WEDNESDAY, Sept. 4, 2019 (HealthDay News) — In guidelines developed by the European Society of Cardiology, in collaboration with the European Respiratory Society, updated recommendations are presented for the management of patients with acute pulmonary embolism (PE). The guidelines were published online Aug. 31 in the European Heart Journal to coincide with the European Society of Cardiology Congress 2019, held from Aug. 31 to Sept. 4 in Paris. (view full guidelines here)
Stavros V. Konstantinides, M.D., Ph.D., from Johannes Gutenberg University Mainz in Germany, and colleagues updated guidelines to address the optimal diagnosis, assessment, and treatment of suspected or confirmed PE.
The authors note that D-dimer cutoff values adjusted for age or clinical probability can be used as an alternative to the fixed cutoff value for PE diagnosis.

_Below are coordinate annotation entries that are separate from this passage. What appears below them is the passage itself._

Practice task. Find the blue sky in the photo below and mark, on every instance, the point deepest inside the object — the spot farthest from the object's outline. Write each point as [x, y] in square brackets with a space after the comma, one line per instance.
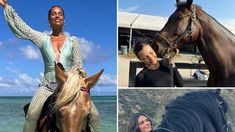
[93, 22]
[223, 11]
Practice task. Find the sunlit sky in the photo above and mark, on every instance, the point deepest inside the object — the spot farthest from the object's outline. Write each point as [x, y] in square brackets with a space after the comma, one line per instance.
[95, 26]
[223, 11]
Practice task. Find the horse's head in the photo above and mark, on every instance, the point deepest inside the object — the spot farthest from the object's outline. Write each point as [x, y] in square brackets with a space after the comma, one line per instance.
[200, 111]
[181, 28]
[73, 103]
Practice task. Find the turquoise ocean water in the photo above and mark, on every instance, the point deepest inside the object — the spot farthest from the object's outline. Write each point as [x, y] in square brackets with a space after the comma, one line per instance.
[12, 116]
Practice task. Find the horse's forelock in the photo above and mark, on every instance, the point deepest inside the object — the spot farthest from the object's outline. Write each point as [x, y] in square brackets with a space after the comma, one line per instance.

Assessment of PE severity and early PE-related risk is recommended in addition to comorbidity and overall death risk in risk assessment. In patients who are considered low risk based on clinical risk scores, right ventricular dysfunction may be present. For acute treatment, hemodynamic and respiratory support has been revised for high-risk PE, and a dedicated management algorithm is proposed. In eligible patients, nonvitamin K antagonist oral anticoagulants are recommended as the first choice for anticoagulation. After the first three months, chronic treatment should take into consideration risk factors for recurrence; indications for extended anticoagulation are addressed. A dedicated diagnostic algorithm is proposed for suspected PE in pregnancy.
“The aim is to get to the diagnosis as reliably and quickly as possible, in order to start lifesaving therapy and prevent other clots from reaching the lungs,” a coauthor said in a statement.